No está mal que un periódico se mantenga durante más de un siglo fiel a sus tonos y principios. Que lo haga aunque el régimen, o los vientos, o la impaciencia soplen en dirección contraria. Si uno es cristiano, debe proclamarlo aun bajo el diente del león, de igual modo que si uno es subversivo debe serlo pese a todos los índices. Al verdadero estoico se le conoce en la adversidad, igual que a Sócrates se le conoce en la cicuta. Ninguna ideología es tan respetable como la que se proclama sin miedo, y a ser posible sin ira.
Tampoco está mal que un periódico sea crítico sin caer en la furia o la arrogancia. Que acoja en sus huecos la convicción profunda, la defensa legítima, el reproche sereno. Que festeje, como si no entendiera de colores, la música más nueva o al poeta contrario. Para decir las cosas, para poner los puntos sobre las íes, no es preciso armar ruido ni emplumar a algún alguien. Tampoco me parece necesario alimentar un círculo vicioso, o hacer como si el otro no existiera. Importa la manera. Se conoce en la voz al caballero.

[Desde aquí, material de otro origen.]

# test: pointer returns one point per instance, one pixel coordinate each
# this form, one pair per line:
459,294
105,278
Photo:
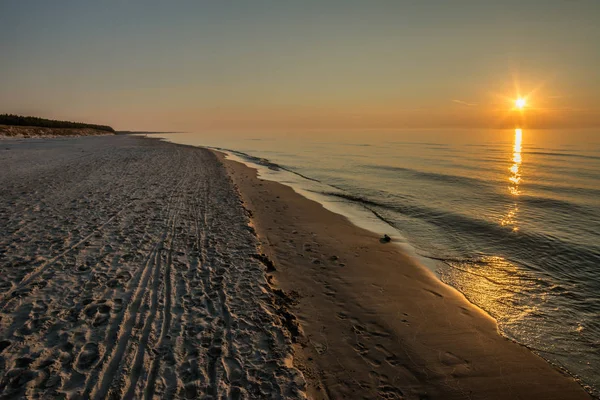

Y hasta tiene su morbo que un amigo de ésos que nunca se habían asomado a estas páginas me comente que se está aficionando a leerlas porque, tal y como baja la tinta, encuentra un inesperado placer en degustar una prosa sin nervios. En frecuentar un diario que permite a sus columnistas expresar las más diversas opiniones y les exime de la obligación – tan triste como rentable – de hacerlo airadamente. A mi amigo se lo están conquistando, me cuenta entre pipa y pipa, los periodistas del ABC. Como él los llama, “esos liberales tranquilos”.